Table 9. The RS steganalysis of stego-images and VQ-decompressed images.

Image	$|R_m-R_{-m}|$	$|R_s-R_{-s}|$
Baboon	0.28	0.29
128-Baboon-stego	1.97	1.96
128-Baboon-decom	3.11	0.58
256-Baboon-stego	1.78	1.66
256-Baboon-decom	1.26	0.38
512-Baboon-stego	1.08	1.04
512-Baboon-decom	2.06	0.70
Lena	0.07	0.10
128-Lena-stego	1.76	1.78
128-Lena-decom	16.34	3.96
256-Lena-stego	0.95	1.00
256-Lena-decom	2.06	0.70
512-Lena-stego	1.28	1.31
512-Lena-decom	4.18	2.01

5. Conclusions

We propose a VQ-oriented data hiding scheme based on an error compensation strategy. By compensating for the error between the VQ decompressed image and the original image, the resulting stego-image shrinks the error in low embedding rates.
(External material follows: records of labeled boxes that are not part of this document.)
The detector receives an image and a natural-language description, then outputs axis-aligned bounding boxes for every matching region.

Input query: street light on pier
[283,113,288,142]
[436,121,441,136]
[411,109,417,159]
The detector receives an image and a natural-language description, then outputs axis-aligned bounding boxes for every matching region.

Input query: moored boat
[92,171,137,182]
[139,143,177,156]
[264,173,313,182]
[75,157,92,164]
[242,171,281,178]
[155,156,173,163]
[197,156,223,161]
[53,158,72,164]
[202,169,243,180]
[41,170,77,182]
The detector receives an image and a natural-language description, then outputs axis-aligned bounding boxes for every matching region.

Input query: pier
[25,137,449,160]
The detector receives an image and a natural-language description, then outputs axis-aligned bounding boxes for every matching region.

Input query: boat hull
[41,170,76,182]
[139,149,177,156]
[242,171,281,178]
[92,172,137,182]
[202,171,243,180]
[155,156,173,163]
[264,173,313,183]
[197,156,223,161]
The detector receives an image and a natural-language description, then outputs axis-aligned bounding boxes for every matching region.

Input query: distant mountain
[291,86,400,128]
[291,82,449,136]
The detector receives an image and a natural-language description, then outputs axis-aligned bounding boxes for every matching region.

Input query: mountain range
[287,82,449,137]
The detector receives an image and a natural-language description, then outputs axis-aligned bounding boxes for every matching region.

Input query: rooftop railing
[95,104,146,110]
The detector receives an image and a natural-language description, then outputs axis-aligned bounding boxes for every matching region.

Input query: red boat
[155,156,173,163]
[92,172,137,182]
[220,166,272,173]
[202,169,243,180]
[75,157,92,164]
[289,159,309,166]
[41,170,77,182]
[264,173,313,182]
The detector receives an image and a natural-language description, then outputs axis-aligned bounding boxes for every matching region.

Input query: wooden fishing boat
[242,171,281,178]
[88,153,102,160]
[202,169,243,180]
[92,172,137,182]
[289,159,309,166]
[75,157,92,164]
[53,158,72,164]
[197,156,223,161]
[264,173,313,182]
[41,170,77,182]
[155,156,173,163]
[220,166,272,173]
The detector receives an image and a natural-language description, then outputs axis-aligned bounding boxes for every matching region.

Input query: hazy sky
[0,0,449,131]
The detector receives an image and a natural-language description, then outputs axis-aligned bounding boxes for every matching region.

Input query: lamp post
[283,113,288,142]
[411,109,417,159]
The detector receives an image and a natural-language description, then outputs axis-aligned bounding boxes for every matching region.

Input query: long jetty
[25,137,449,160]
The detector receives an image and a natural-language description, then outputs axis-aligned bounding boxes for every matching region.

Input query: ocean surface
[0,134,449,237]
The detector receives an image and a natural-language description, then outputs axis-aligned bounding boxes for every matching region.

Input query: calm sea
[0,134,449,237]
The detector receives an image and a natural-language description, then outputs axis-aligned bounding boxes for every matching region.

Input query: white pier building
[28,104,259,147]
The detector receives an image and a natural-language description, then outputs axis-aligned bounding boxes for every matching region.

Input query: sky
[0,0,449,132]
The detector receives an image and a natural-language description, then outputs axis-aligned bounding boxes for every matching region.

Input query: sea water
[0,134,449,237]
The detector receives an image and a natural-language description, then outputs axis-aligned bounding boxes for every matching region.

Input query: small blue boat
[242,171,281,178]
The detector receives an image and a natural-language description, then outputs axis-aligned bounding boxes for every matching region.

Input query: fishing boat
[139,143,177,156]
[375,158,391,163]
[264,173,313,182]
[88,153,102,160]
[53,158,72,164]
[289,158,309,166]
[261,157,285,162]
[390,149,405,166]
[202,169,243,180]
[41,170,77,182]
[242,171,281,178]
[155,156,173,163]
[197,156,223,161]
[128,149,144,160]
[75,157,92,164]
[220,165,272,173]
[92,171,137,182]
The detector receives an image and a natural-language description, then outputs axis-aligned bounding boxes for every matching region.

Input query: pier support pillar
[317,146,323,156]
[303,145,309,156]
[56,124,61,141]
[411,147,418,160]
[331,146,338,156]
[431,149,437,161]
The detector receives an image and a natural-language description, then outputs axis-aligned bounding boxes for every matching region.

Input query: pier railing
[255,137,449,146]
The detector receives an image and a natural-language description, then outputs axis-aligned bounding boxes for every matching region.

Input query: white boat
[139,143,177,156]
However, it may over compensate in high embedding rates. Besides, the proposed scheme is not advantageous in comparison with the related work (Huang et al., 2019) at low embedding rates.

Referring to the experimental data, the stego-image is closer to the original image than the VQ decompressed version in a low PSNR case. As the codebook size is reduced to an even lower size, the proposed scheme can embed a greater amount of secret data with improved visual quality in comparison with the VQ image before data hiding.

Although the proposed VQ-oriented data hiding scheme can achieve a high embedding capacity and successfully compensate the approximation error of the VQ-decompressed image, the compensation effect is significant only when the VQ-based image largely deviates from the cover image. A more sophisticated and adaptive design is required to gain a better stego-image than the current scheme.

Disclosure statement

No potential conflict of interest was reported by the author(s).